Future projections of thermal regimes and mixing characteristics in a monomictic reservoir under climate change

Haoyu Wang; Yun Deng; Yanjing Yang; Min Chen; Xingmin Wang; Youcai Tuo

doi:10.1016/j.scitotenv.2023.167527

Future projections of thermal regimes and mixing characteristics in a monomictic reservoir under climate change

Sci Total Environ. 2024 Jan 1:906:167527. doi: 10.1016/j.scitotenv.2023.167527. Epub 2023 Oct 1.

Authors

Haoyu Wang¹, Yun Deng¹, Yanjing Yang², Min Chen¹, Xingmin Wang¹, Youcai Tuo³

Affiliations

¹ State Key Laboratory of Hydraulics and Mountain River Engineering, Sichuan University, Chengdu 610065, China.
² PowerChina Chengdu Engineering Corporation Limited, Chengdu 610072, China.
³ State Key Laboratory of Hydraulics and Mountain River Engineering, Sichuan University, Chengdu 610065, China. Electronic address: tuoyoucai@scu.edu.cn.

PMID: 37788776
DOI: 10.1016/j.scitotenv.2023.167527

Abstract

Stratified structures are basic physical characteristics of lakes and reservoirs, which play important roles in vertical convection and mixing processes. Global warming is expected to alter the thermal regimes and stratified characteristics of lakes and reservoirs, leading to potential environmental risks and ecological problems. In this study, we used a two-dimensional hydrodynamic model to explore the response characteristics of the thermal regime to climate change in the Xiluodu Reservoir. The study is conducted based on four representative concentration pathways (RCP 2.6, RCP 4.5, RCP 6.0, and RCP 8.5).
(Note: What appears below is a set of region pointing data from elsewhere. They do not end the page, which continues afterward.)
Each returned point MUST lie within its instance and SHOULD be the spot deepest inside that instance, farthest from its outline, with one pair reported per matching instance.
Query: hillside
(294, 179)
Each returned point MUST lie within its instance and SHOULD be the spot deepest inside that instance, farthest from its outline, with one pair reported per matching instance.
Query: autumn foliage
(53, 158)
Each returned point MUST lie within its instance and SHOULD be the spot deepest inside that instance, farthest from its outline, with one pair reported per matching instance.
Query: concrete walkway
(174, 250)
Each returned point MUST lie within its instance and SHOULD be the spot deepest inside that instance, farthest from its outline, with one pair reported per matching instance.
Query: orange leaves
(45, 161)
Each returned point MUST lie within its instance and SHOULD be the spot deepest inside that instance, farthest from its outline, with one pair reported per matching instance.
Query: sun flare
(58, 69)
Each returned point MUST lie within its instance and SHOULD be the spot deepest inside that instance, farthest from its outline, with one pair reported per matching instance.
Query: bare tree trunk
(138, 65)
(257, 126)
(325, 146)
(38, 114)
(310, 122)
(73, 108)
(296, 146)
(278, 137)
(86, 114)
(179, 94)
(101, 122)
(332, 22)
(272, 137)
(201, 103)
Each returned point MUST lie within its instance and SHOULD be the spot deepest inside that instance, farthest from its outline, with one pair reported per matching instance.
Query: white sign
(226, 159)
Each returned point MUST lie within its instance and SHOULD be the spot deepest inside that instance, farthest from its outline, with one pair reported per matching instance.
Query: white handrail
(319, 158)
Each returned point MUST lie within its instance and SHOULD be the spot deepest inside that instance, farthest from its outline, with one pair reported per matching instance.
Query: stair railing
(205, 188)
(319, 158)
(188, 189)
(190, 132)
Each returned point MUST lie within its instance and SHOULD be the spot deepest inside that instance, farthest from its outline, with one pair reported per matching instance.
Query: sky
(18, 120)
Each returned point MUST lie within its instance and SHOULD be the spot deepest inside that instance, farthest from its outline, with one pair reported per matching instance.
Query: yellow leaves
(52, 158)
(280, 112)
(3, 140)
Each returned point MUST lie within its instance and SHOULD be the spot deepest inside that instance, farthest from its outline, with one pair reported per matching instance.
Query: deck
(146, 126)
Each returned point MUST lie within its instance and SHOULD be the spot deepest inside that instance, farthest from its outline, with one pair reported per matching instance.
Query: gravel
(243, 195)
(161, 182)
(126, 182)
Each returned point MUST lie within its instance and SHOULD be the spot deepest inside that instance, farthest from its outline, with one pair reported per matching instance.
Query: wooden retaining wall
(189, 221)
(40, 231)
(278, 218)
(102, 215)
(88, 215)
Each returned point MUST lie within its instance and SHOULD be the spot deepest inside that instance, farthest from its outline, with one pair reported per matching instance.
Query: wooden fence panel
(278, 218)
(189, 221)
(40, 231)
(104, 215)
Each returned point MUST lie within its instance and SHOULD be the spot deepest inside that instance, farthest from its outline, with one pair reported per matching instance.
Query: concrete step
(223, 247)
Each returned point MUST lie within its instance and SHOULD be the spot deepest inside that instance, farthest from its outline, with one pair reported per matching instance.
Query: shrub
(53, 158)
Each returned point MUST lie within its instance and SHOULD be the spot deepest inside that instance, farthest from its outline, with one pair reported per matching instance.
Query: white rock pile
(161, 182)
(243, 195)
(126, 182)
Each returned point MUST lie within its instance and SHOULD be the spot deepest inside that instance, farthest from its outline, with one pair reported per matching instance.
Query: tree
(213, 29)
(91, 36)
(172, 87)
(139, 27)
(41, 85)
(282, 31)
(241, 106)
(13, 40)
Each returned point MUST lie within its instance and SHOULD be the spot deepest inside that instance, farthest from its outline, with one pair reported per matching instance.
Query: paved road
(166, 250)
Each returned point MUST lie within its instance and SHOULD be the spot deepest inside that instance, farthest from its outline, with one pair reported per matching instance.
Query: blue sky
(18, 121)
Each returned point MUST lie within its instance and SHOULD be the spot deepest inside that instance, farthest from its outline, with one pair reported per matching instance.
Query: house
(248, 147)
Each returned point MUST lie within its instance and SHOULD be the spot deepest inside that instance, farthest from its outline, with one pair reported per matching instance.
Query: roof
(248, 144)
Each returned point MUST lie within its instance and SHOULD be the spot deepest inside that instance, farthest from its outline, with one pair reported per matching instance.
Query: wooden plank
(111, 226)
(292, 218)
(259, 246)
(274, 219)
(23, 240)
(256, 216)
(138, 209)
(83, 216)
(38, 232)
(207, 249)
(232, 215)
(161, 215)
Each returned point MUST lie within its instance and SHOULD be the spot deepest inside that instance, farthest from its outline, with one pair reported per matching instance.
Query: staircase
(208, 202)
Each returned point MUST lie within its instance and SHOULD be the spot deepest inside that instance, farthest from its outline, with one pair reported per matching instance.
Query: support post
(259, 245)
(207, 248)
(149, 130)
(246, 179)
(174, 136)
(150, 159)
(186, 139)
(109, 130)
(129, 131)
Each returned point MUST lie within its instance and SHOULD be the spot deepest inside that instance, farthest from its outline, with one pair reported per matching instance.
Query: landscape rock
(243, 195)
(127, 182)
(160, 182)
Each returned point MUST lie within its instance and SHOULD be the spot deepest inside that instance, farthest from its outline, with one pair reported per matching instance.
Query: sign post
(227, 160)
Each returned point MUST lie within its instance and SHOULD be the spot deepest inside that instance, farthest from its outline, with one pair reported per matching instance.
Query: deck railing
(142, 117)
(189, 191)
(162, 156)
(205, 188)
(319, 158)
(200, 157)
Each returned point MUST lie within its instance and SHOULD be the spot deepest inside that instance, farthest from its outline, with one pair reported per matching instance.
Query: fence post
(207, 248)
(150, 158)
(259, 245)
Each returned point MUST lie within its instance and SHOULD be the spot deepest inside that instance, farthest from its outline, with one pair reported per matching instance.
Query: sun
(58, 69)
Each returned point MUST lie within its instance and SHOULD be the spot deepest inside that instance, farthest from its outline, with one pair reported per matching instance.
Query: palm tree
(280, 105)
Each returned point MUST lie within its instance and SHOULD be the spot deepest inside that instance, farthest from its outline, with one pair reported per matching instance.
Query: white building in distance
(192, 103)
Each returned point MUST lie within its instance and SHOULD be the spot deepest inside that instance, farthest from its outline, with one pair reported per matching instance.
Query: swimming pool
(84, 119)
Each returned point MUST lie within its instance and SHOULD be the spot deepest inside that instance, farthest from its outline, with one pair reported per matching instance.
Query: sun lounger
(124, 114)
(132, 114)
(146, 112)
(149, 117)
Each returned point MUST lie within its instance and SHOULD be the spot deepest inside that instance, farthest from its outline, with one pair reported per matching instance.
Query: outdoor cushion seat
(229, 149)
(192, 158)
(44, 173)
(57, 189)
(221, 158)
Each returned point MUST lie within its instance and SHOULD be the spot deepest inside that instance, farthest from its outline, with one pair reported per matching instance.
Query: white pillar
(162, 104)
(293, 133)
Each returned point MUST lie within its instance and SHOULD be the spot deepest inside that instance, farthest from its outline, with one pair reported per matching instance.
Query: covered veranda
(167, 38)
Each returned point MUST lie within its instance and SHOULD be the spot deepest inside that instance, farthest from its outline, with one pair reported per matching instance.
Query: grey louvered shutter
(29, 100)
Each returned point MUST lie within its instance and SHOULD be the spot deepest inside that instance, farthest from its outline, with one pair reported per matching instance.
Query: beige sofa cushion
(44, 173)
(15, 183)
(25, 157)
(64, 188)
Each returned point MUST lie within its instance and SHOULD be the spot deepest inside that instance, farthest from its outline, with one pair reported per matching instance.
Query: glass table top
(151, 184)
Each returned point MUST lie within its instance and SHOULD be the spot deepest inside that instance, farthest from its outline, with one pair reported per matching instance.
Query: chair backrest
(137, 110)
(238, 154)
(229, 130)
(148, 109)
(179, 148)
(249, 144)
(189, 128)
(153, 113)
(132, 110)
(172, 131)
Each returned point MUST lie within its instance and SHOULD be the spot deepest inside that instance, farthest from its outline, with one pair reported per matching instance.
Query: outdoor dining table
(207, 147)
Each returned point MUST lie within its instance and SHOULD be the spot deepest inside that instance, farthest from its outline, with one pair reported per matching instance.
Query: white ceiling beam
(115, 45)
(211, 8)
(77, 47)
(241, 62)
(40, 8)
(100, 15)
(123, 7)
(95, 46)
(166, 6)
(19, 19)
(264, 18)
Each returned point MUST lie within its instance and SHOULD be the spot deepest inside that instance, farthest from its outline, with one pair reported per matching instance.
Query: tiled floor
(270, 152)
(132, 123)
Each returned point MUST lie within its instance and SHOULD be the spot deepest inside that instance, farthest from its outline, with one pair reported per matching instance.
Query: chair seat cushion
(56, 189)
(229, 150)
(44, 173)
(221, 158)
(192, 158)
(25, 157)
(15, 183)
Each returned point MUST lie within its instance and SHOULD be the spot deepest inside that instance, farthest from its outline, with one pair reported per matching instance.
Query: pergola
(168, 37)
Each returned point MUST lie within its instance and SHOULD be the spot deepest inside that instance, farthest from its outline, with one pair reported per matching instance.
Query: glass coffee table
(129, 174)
The results show that the projected surface water temperature of the reservoir will significantly increase (0.13 °C/10a-0.34 °C/10a) from 2022 to 2099, and the warming rate of the water in the epilimnion and thermocline will be greater than that in the hypolimnion, leading to enhanced vertical stratification in the reservoir. The stratification stability index (SI) will increase by 14.4 % under RCP 8.5 compared to that under RCP 2.6. The main responses of the reservoir to climate change are earlier start date and later end date of stratification, which may increase the duration of hypoxia in the hypolimnion and promote the succession of planktonic algal communities. The withdrawal water temperature in the reservoir will significantly increase under the climate warming scenarios (0.03 °C/10a-0.22 °C/10a). Furthermore, our research results indicate that selective withdrawal is still needed to mitigate the adverse effects of cold water from the reservoir during the fish spawning period under the strongest warming scenario, and can also be an effective adaptive management strategy to regulate thermal stability in the reservoir. This study provides a scientific and theoretical reference for the sustainable management of similar deep monomictic reservoirs under climate change.

Keywords: Climate change; Reservoir management; Selective water withdrawal; Thermal regime; Two-dimensional hydrodynamic model.